According to Zille, the city's water use is exceeding 600-million litres per day, and as a result, Day Zero will be implemented on April 21.
- Cape Town's water usage went up again, to over 600-million litres per day, despite major efforts, over six months, to bring it down below 500-million litres.
- The SA Weather Service informed us that as far as forecasting goes, we are flying blind. Last year the forecast of a wet winter proved to be widely off the mark. On Friday, the SA Weather service told us bluntly: we cannot predict whether or when rain will come. Previous forecasting models have proved useless in the era of climate change.

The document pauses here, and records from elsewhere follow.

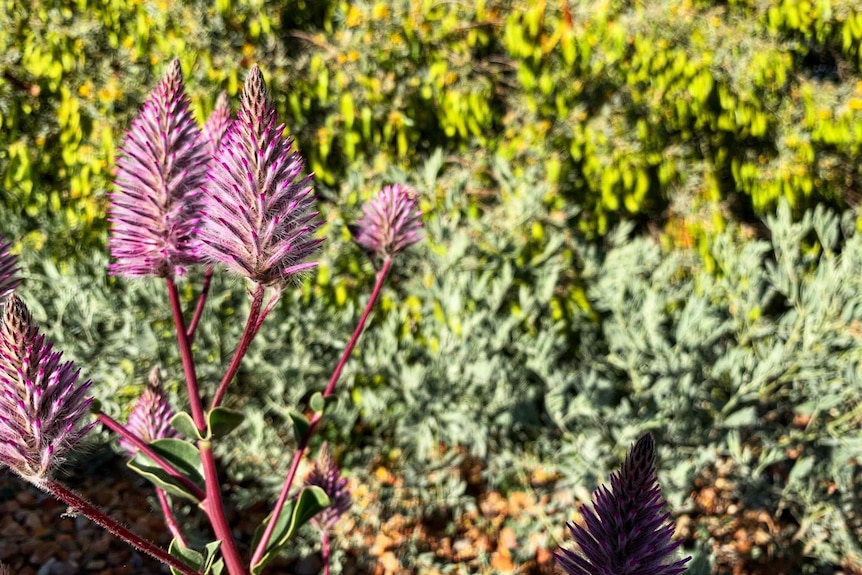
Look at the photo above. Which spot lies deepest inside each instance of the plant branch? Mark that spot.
(251, 327)
(214, 509)
(120, 429)
(312, 425)
(199, 309)
(98, 517)
(170, 520)
(186, 354)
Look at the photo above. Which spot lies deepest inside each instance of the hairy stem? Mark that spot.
(312, 425)
(186, 354)
(214, 509)
(98, 517)
(251, 327)
(170, 520)
(142, 445)
(199, 309)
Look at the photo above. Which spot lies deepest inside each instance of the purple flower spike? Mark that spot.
(154, 211)
(627, 532)
(325, 474)
(390, 222)
(217, 124)
(9, 279)
(41, 405)
(257, 211)
(151, 415)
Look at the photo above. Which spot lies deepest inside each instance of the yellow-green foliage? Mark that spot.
(630, 109)
(71, 74)
(658, 98)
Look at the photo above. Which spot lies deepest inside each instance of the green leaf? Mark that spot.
(317, 403)
(203, 562)
(300, 424)
(188, 556)
(295, 513)
(184, 423)
(183, 455)
(222, 421)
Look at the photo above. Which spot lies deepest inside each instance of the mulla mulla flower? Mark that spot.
(627, 532)
(163, 163)
(217, 124)
(9, 279)
(42, 405)
(257, 212)
(390, 222)
(325, 474)
(151, 415)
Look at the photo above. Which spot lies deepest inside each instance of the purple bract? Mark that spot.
(258, 215)
(390, 222)
(627, 532)
(151, 415)
(41, 403)
(325, 474)
(163, 163)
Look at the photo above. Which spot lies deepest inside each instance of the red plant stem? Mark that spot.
(212, 504)
(300, 449)
(117, 427)
(170, 520)
(199, 309)
(214, 509)
(251, 327)
(186, 355)
(324, 549)
(98, 517)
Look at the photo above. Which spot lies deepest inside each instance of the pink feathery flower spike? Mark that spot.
(163, 163)
(258, 217)
(326, 475)
(41, 402)
(390, 222)
(151, 415)
(9, 279)
(217, 124)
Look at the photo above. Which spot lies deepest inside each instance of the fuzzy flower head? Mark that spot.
(163, 163)
(217, 124)
(258, 213)
(325, 474)
(41, 401)
(151, 415)
(390, 222)
(9, 279)
(627, 532)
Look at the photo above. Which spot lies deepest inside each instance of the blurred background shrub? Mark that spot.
(639, 217)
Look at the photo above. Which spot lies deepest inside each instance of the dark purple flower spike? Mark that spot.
(325, 474)
(258, 213)
(627, 532)
(9, 279)
(390, 222)
(41, 403)
(151, 415)
(162, 166)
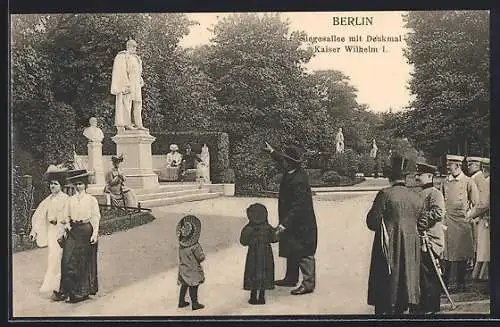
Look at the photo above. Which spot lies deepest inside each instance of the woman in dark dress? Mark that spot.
(259, 265)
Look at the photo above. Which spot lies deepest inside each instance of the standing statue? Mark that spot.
(126, 84)
(93, 133)
(339, 141)
(373, 151)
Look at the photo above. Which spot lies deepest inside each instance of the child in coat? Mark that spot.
(190, 257)
(259, 265)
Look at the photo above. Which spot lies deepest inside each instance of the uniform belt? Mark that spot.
(79, 222)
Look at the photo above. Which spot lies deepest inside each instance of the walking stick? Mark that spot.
(437, 269)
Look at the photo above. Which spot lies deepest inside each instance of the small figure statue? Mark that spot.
(126, 84)
(339, 141)
(93, 133)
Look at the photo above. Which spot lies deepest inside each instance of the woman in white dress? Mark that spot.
(47, 227)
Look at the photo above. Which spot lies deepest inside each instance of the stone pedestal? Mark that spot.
(95, 161)
(135, 145)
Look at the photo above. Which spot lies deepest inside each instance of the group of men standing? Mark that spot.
(422, 237)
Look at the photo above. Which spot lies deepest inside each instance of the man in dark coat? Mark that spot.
(393, 284)
(431, 229)
(297, 222)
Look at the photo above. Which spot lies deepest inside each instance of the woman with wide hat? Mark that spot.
(79, 260)
(47, 227)
(190, 258)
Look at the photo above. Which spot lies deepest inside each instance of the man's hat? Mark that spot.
(56, 173)
(294, 153)
(78, 175)
(423, 168)
(188, 230)
(117, 158)
(454, 158)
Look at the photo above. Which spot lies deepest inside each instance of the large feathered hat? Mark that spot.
(115, 158)
(188, 230)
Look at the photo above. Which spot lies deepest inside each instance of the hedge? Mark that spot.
(217, 142)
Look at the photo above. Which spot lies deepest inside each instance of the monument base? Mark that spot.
(135, 146)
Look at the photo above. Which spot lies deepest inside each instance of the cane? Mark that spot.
(436, 268)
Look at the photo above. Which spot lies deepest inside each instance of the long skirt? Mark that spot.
(123, 199)
(79, 262)
(51, 281)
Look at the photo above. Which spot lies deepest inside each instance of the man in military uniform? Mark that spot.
(430, 227)
(460, 196)
(480, 218)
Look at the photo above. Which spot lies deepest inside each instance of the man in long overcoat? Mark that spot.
(297, 222)
(393, 284)
(460, 197)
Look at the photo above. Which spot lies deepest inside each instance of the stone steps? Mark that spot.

- Day Zero – when the taps in suburbia are switched off – has moved from the realm of possibility to probability. There is no way in which water augmentation schemes will compensate for our ongoing failure to curb demand sufficiently in the short term.
"As we begin the countdown to Day Zero, the ground has shifted. While we must still do everything possible to prevent this ghastly eventuality (and we still can if everybody abides by the new water restrictions of 50 litres per person per day), my focus has shifted to overseeing plans for the day the taps run dry – and the weeks that follow."
Water from Monday hair wash ready to go into the toilet cistern. No-one in Cape Town should be using fresh water to flush. Turn off the cistern tap. Fill it with grey water and flush as little as possible. pic.twitter.com/Sc90LLqnKs— Helen Zille (@helenzille) January 22, 2018
"The province has a mandate to manage provincial disasters. The question that dominates my waking hours now is: when Day Zero arrives, how do we make water accessible and prevent anarchy? And if there is any chance of still preventing it, what is it we can do?"
After Day Zero, the only water delivered through taps will be in informal settlements (where water is already fetched in buckets from standpipes) and certain business districts – the boundaries of which are currently being demarcated.
Zille feels that Day Zero can still be avoided if "by the skin of our teeth, if every consumer cuts water usage down to a maximum of 50 litres per day." She added a diagram to illustrate how to do this:
"If everything goes according to schedule, augmentation schemes will, by the end of April, produce between 120-million to 150-million litres per day – either from groundwater extraction or from small-scale desalination."